Keyword research is one of the foundational pieces of search engine optimization because it illuminates the exact words real-life customers use to search for the products we sell. But why stop there? The insights that keyword research provides can inform other many other areas of the business as well.
Keyword data is free and readily available via Google’s keyword research tool. This article is less about how to collect and analyze keyword data, however, and more about the various uses of that data. For a detailed account of how to conduct keyword research, see “Optimizing a Page for Search Engines, Part 1: Keyword Research,” my previous article on that topic. Once you have the data, it can be leveraged in all kinds of ways to improve your ecommerce site, your understanding of the customers, and inform business decisions. All it takes is an open mind and a little determination to make sense of the data.
1. Content Planning
One of the most direct applications of keyword research is content planning. Determining what content to offer in addition to product information on an ecommerce site can be a challenge. Let searchers tell you what they want to learn more about. Analyze product-based keywords and phrases that searchers use to discover new solutions to the needs that your products fill. Try “how to” phrases to learn which products customers are unsure how to care for or operate. They may also specify media types like pictures or videos in their searches. The data may even uncover memes or other light-hearted topics associated with your products that you could leverage on your site.
2. Information Architecture
Take a closer look at the modifiers searchers use in conjunction with product and category keywords. They may add gender, size, color, price, shape, dimension, and other descriptors into their searches. Those same modifiers can be analyzed to inform structural and navigational changes to the site to improve customer experience on the site as well as give the SEO folks additional pages to optimize to drive conversions.

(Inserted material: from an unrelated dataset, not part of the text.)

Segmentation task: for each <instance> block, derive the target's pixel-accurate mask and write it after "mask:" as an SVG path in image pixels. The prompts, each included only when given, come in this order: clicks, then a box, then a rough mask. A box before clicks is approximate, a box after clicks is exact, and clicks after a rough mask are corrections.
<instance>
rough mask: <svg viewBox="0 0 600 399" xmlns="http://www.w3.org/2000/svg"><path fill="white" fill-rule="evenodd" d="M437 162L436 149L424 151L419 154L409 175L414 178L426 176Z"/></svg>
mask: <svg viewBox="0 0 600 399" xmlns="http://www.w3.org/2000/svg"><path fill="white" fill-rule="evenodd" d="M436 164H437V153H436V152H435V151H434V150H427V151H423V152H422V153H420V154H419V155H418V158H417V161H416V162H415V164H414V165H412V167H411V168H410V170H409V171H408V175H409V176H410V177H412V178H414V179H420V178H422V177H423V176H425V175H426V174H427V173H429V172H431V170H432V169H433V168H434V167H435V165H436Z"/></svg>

In addition, the data showing the volume of searches for certain keywords may warrant discussion about splitting apart a category that has several similar but very popular segments to better drive search traffic and conversions. Conversely, the data could show that searchers often combine two words into a single search phrase, suggesting that two smaller categories may be stronger joined into a single larger one. Naturally other data and expertise would be needed in these discussions, but keyword data can be another valuable window into what searchers want.
3. Market Research
While not a substitute for more objective forms of market research, keyword research can help flesh out drier numerical datasets like demographics and geographical data. Dig into the keywords associated with your industry, your brand and your competitors’ brands. Analyze the keywords for any insight into phrasing that could be linked to age, gender, education level, region or other demographic data. Summarize the volume of searches for keywords that meet different market segmentation criteria. Bucketing the keywords into different groupings will be subjective — determining which keywords belong in which group — but the volume of searches associated with each grouping will be more objective.
4. Product Development
The specific details that searchers seek can also feed into product planning and development. Some search queries are extremely focused, specifying this attribute but not that. When the volume of searches reaches what your business considers critical mass, and other business data shows similar trends, it may be time to consider creating or offering that product. Perhaps the data will identify a large opportunity in a niche similar to one your ecommerce site already serves. That information could spark a discussion on the merits of expanding into the new niche as well.
Grouping Keywords
Each of these uses of keyword data assumes that the keyword research is somehow understandable at a higher level. When the data is first mined from the keyword tool, it’s just a long list of keywords and monthly search counts. Depending on the size of your product offering and the diversity of search phrases you encounter, that initial list of keywords and search counts could be thousands deep. Achieving a higher level of understanding requires bucketing the individual keywords into logical groupings.
Choosing the groupings is highly subjective, and that’s OK. You’ll likely end up with groupings similar to your current site’s categorization at first because that’s the lens you view the data through. If you keep an open mind, however, you’ll notice that searchers think of things differently than marketers do. They use different words for the same things — different modifiers and different pairings. Capture those differences as well in your groupings and measure the volume of searches in each. The size of the opportunity may be large enough to warrant discussion and changes within the site or organization.